This week at the Tokyo Auto Salon, Nissan finally showcased its world premiere of the Fairlady Z production model for the Japan domestic market. Known as just Z in the U.S., the much-anticipated and beloved sports car reemerged after 13 years in hibernation with design elements that hearken back to the old days like 240ZG-like headlamps and a rear end from the 300X. The rectangular grille, however, has been a point of contention.
For those on Team I-Can’t-Stand-the-New-Z-Grille, you’ll be happy to see that Nissan has taken cues from the vintage Fairlady Z432 and gave one vibrant orange version of the 2023 Z a split grin up front. Unfortunately, it’s a one-off custom prototype in Tokyo.
“The Fairlady Z customized proto is exclusively a study vehicle equipped with concept accessory parts to gauge customer and fan interest for potential future accessory offerings,” Nissan Director of Product Communications Dan Passe confirmed for me via email.
Translation: if the buzz factor is high enough and a lot of customers ask for it and are willing to pay for it, it’s possible that Nissan could make this a reality.
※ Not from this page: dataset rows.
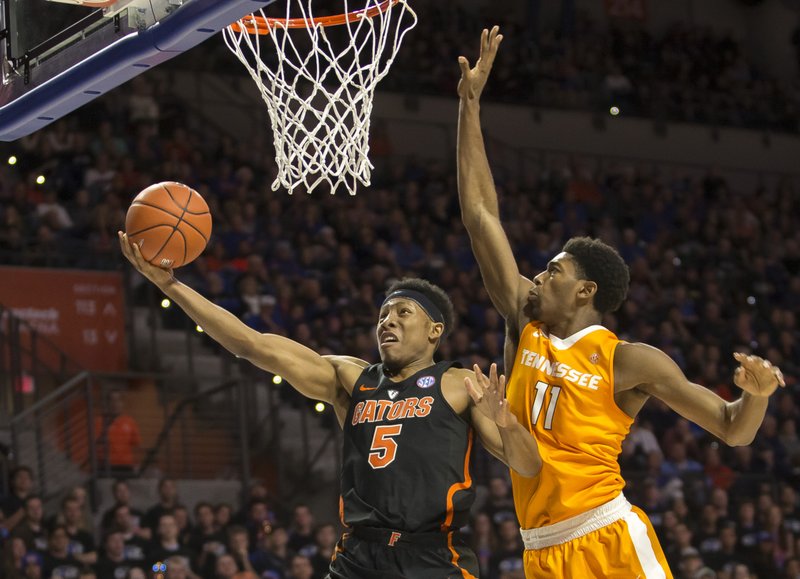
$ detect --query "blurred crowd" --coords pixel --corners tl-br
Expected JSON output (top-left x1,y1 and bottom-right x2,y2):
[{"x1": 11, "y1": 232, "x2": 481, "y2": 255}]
[
  {"x1": 381, "y1": 1, "x2": 800, "y2": 133},
  {"x1": 0, "y1": 10, "x2": 800, "y2": 579}
]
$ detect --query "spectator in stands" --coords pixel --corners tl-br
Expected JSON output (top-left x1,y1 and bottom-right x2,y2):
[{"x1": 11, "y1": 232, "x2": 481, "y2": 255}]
[
  {"x1": 95, "y1": 531, "x2": 145, "y2": 579},
  {"x1": 148, "y1": 512, "x2": 195, "y2": 569},
  {"x1": 189, "y1": 501, "x2": 227, "y2": 577},
  {"x1": 214, "y1": 503, "x2": 233, "y2": 531},
  {"x1": 67, "y1": 485, "x2": 94, "y2": 535},
  {"x1": 111, "y1": 505, "x2": 149, "y2": 562},
  {"x1": 252, "y1": 525, "x2": 294, "y2": 579},
  {"x1": 211, "y1": 554, "x2": 257, "y2": 579},
  {"x1": 61, "y1": 495, "x2": 97, "y2": 565},
  {"x1": 142, "y1": 478, "x2": 180, "y2": 536},
  {"x1": 227, "y1": 525, "x2": 254, "y2": 573},
  {"x1": 95, "y1": 390, "x2": 142, "y2": 475},
  {"x1": 469, "y1": 512, "x2": 498, "y2": 577},
  {"x1": 286, "y1": 554, "x2": 314, "y2": 579},
  {"x1": 164, "y1": 555, "x2": 200, "y2": 579},
  {"x1": 13, "y1": 495, "x2": 47, "y2": 552},
  {"x1": 22, "y1": 551, "x2": 42, "y2": 579},
  {"x1": 664, "y1": 522, "x2": 694, "y2": 569},
  {"x1": 289, "y1": 504, "x2": 314, "y2": 553},
  {"x1": 481, "y1": 476, "x2": 517, "y2": 527},
  {"x1": 678, "y1": 547, "x2": 717, "y2": 579},
  {"x1": 172, "y1": 505, "x2": 192, "y2": 546},
  {"x1": 704, "y1": 521, "x2": 741, "y2": 571},
  {"x1": 42, "y1": 524, "x2": 84, "y2": 579},
  {"x1": 2, "y1": 466, "x2": 33, "y2": 530},
  {"x1": 2, "y1": 537, "x2": 28, "y2": 579},
  {"x1": 242, "y1": 498, "x2": 274, "y2": 545},
  {"x1": 100, "y1": 479, "x2": 152, "y2": 541},
  {"x1": 489, "y1": 518, "x2": 525, "y2": 579},
  {"x1": 300, "y1": 523, "x2": 339, "y2": 579}
]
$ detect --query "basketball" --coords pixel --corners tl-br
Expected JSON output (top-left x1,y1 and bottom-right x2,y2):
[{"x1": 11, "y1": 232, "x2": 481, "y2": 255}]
[{"x1": 125, "y1": 181, "x2": 211, "y2": 268}]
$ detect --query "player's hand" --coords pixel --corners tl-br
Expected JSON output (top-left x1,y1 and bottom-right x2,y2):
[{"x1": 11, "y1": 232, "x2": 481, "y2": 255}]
[
  {"x1": 464, "y1": 364, "x2": 517, "y2": 428},
  {"x1": 117, "y1": 231, "x2": 175, "y2": 287},
  {"x1": 733, "y1": 352, "x2": 786, "y2": 397},
  {"x1": 458, "y1": 26, "x2": 503, "y2": 100}
]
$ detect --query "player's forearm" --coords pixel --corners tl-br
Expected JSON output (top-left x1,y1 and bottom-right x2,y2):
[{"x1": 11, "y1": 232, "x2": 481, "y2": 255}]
[
  {"x1": 725, "y1": 392, "x2": 769, "y2": 446},
  {"x1": 159, "y1": 280, "x2": 257, "y2": 358},
  {"x1": 498, "y1": 422, "x2": 542, "y2": 477},
  {"x1": 457, "y1": 99, "x2": 500, "y2": 225}
]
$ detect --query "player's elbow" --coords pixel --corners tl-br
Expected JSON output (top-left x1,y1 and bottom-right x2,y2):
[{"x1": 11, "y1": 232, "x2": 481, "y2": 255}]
[{"x1": 722, "y1": 432, "x2": 756, "y2": 446}]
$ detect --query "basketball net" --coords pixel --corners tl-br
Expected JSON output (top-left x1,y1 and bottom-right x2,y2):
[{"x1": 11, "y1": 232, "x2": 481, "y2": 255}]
[{"x1": 224, "y1": 0, "x2": 417, "y2": 195}]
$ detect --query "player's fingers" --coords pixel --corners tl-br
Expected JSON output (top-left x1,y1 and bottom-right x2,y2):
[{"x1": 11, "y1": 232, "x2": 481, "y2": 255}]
[
  {"x1": 117, "y1": 231, "x2": 134, "y2": 261},
  {"x1": 472, "y1": 364, "x2": 489, "y2": 390},
  {"x1": 489, "y1": 364, "x2": 498, "y2": 390},
  {"x1": 464, "y1": 378, "x2": 483, "y2": 403}
]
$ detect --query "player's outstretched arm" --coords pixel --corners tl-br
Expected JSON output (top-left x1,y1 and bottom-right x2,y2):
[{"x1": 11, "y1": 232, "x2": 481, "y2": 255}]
[
  {"x1": 458, "y1": 26, "x2": 531, "y2": 322},
  {"x1": 464, "y1": 364, "x2": 542, "y2": 477},
  {"x1": 614, "y1": 344, "x2": 786, "y2": 446},
  {"x1": 119, "y1": 232, "x2": 339, "y2": 404}
]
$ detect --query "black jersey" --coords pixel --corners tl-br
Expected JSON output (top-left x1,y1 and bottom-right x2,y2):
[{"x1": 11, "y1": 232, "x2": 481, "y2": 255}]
[{"x1": 342, "y1": 362, "x2": 475, "y2": 533}]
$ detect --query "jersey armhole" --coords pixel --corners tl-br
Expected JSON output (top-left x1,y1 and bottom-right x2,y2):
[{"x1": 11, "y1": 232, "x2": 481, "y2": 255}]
[
  {"x1": 436, "y1": 366, "x2": 474, "y2": 428},
  {"x1": 608, "y1": 340, "x2": 634, "y2": 427}
]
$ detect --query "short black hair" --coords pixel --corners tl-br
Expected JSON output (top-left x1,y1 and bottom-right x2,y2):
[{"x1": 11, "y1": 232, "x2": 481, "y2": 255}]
[
  {"x1": 386, "y1": 277, "x2": 456, "y2": 338},
  {"x1": 562, "y1": 237, "x2": 631, "y2": 314}
]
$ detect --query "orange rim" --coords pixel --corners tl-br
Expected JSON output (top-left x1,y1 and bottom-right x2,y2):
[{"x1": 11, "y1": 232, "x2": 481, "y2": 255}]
[
  {"x1": 81, "y1": 0, "x2": 118, "y2": 8},
  {"x1": 230, "y1": 0, "x2": 400, "y2": 35}
]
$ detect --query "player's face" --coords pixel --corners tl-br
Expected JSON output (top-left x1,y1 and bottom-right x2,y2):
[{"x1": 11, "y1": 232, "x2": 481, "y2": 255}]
[
  {"x1": 376, "y1": 298, "x2": 443, "y2": 366},
  {"x1": 525, "y1": 251, "x2": 585, "y2": 325}
]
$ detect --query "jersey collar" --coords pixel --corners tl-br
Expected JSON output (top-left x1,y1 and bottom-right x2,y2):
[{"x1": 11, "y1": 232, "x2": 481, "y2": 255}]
[{"x1": 544, "y1": 324, "x2": 606, "y2": 350}]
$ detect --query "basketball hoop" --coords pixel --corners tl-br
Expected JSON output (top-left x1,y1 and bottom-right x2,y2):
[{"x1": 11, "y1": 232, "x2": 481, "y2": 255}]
[{"x1": 224, "y1": 0, "x2": 417, "y2": 195}]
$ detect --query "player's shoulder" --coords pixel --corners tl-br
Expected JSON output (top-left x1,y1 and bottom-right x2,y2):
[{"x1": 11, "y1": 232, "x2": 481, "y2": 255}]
[
  {"x1": 323, "y1": 355, "x2": 369, "y2": 396},
  {"x1": 323, "y1": 354, "x2": 369, "y2": 370}
]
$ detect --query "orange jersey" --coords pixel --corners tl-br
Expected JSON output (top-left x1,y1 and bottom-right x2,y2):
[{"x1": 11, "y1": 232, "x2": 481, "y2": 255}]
[{"x1": 506, "y1": 323, "x2": 633, "y2": 529}]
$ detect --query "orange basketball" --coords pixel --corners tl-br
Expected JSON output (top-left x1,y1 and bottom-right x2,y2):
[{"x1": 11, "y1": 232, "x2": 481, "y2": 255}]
[{"x1": 125, "y1": 181, "x2": 211, "y2": 268}]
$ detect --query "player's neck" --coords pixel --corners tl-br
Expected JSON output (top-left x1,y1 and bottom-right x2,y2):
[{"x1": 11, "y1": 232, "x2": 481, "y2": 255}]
[
  {"x1": 383, "y1": 358, "x2": 433, "y2": 382},
  {"x1": 547, "y1": 311, "x2": 602, "y2": 340}
]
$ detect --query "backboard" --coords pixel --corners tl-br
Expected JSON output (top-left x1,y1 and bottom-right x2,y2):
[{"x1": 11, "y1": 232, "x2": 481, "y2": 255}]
[{"x1": 0, "y1": 0, "x2": 274, "y2": 141}]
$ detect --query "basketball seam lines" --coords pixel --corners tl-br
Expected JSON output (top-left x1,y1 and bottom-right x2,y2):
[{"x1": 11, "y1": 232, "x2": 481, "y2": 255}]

Starting with the Fairlady Z as a base, the custom version adds exterior concept accessory parts to show future owners what they could do to customize their own. Along with the split grille, the one-off has a different front bumper, 19-inch aluminum wheels (the production version uses 18-inch wheels), white lettering on the tires, over fenders, dual mufflers, a black painted hood, side striping, and a carbon fiber lip spoiler.
The Squid Yellow prototype the brand debuted in 2020 was "95 percent there" in regard to how close it was to production spec, according to Nissan CEO Ashwani Gupta at the reveal. He wasn’t kidding, as the production model is indeed a near-twin. The Z prototype had a carbon fiber front chin spoiler, rear diffuser, and side skirts, and so does the 2023 Z but in gloss black; the production model adds a body-colored spoiler.
Passe says 240 of the Proto Spec Z in yellow with yellow-trimmed interior interior) will be available in Japan, which is the same number of units we’re getting in the U.S. If more than that number of applications are submitted, Nissan says it will hold a lottery to determine who gets to buy them.
I don't mind the grille on the new Z; in fact, I kind of like its unique look. However, the split grille is also appealing. What do you think?